After some final words of comfort, she was forced to step away to allow the executions to proceed.

"I started singing with him, and they came to me again because I was the last one left and I knew I had to move off," she added. "I said 'Myuran, I'm just going to take a step back, are you OK?' And he said he was.

"I told him to keep singing and that I would see him on the other side, and he replied 'I'll see you on the other side'. I told him I was taking three more steps back, and asked him could he still hear me, and he could.

"I said 'Love you Myuran, I'll see you on the other side'.

"He kept singing.

"There was a sheet of black plastic that they pulled down.

"They were still singing.

"Then the next moment a hundred rifles went off.

"The velocity was such a shock to me. I wasn't expecting the noise of it. It threw my whole body forward.
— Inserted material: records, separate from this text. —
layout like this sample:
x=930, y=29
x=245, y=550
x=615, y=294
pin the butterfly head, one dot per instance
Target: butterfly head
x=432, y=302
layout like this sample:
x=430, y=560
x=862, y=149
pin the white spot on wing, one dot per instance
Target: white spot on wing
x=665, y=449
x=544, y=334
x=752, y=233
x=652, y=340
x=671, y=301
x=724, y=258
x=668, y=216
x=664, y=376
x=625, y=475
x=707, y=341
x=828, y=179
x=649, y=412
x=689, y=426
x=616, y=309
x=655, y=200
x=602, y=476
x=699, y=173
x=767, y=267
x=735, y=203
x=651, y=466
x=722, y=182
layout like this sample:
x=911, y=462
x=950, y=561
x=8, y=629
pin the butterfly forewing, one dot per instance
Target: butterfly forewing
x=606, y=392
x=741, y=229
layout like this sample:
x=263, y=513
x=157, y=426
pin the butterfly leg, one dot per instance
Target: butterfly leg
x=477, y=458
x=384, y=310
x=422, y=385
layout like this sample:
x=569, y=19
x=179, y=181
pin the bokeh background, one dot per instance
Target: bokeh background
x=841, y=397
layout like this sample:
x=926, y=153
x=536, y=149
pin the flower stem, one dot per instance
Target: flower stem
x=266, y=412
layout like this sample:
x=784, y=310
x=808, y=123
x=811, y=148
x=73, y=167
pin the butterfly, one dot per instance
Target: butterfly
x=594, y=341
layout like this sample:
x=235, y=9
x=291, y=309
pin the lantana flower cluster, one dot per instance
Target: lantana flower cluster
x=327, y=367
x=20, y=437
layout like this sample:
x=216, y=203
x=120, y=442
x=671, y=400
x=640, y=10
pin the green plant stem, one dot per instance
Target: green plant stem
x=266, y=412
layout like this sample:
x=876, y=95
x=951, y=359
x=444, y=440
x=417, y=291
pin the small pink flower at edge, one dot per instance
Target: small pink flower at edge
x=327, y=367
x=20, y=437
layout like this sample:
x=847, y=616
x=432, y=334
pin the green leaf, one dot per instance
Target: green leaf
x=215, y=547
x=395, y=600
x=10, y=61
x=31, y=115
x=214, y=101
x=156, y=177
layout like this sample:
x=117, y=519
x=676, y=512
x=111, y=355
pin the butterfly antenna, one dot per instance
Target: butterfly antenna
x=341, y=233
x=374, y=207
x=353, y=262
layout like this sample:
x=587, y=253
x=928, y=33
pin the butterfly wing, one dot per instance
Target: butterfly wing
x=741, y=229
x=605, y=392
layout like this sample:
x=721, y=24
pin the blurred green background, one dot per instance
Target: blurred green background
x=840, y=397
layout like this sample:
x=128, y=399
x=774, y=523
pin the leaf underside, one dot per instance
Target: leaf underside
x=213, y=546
There was a massive noise."

Despite the deaths of Chan and Sukumaran, Mrs Buckingham has pledged her campaign to abolish the death penalty will continue.

She is also providing support to Lindsay Sandiford, a British national facing execution after being caught trying to smuggle £1.6m worth of cocaine into Bali in May 2012.

She said killing someone had no place in modern society.

"The fight has to go on. We're in 2015 and killing someone is never right," she added.